- The Owner Operator Independent Drivers Association appealed the Federal Motor Carrier Safety Administration's (FMCSA) final rule on electronic logging devices (ELD) before a federal court on Monday, according to various news outlets.
- The rule requires all drivers to install the device by 2017, which according to drivers could lead to a 20% rate hike and would invade drivers' privacy rights. However, an Overdrive analyst expects the court to side with the feds as the battle continues.
- On a separate note, the American Trucking Association asked the FMCSA to extend the comment period for their proposed rule mandating speed limiters on heavy duty trucks, claiming the rule consisted of "a dramatic departure" from what the association had petitioned for in 2007, Overdrive reports.
Although the two trucking groups are often not in agreement, their opposition to the two rules represents a classic struggle between managing federal concerns over highway safety and drivers' concerns over privacy and delivering goods on time.
But why should supply chain managers care about the rules?
For one, the safety regulations could have a large impact on both roadway capacity, rates, and speed of delivery as they address drivers' ability to manage their workload.

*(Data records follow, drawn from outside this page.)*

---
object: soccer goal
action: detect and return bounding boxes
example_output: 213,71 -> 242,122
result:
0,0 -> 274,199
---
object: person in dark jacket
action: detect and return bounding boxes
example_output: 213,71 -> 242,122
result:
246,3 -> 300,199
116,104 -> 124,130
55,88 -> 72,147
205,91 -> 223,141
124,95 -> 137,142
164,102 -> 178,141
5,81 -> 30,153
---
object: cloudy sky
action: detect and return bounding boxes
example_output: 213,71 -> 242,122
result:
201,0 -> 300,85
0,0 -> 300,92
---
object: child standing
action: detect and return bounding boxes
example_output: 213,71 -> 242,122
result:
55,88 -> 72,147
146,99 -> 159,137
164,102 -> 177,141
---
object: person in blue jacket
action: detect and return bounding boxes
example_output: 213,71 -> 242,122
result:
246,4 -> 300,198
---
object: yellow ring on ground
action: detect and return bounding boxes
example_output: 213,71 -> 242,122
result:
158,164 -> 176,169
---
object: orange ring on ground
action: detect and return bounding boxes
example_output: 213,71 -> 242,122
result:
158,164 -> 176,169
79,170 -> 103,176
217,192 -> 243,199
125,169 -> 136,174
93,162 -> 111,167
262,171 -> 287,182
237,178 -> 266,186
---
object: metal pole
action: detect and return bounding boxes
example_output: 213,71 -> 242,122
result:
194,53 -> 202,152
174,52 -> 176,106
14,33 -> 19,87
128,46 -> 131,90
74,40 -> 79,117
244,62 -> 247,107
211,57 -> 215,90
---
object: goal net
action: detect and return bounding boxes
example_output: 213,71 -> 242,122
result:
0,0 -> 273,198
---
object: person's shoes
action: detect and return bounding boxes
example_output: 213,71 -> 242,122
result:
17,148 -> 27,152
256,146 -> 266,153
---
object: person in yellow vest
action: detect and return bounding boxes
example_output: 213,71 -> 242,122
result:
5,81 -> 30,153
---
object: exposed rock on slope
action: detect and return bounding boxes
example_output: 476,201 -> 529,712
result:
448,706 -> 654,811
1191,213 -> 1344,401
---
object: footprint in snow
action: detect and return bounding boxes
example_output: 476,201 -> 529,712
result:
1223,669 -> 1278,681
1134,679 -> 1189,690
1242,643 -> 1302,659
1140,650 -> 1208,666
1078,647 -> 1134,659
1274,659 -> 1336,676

The ELD rule was passed to force increased compliance with hours of service regulations, meaning drivers would have to take increased breaks and end-of-day stoppage or face compliance issues. Meanwhile, the speed limiter rule would make highway transit generally slower, which is far from popular for a variety of reasons. The results from an Overdrive poll shows 45% of respondents completely oppose speed limiters while another 47% were in favor of the rule but at speeds above those proposed by the FMCSA (up to 80mph).
As to the prospects of the two rules: much is still in flux with the speed limiter proposal, but the ELD rule appears likely to stay which may force fleet managers to bear additional costs and a temporary capacity crunch while the freight agencies bring their vehicles into compliance, which is unlikely to happen until all legal proceedings are finalized.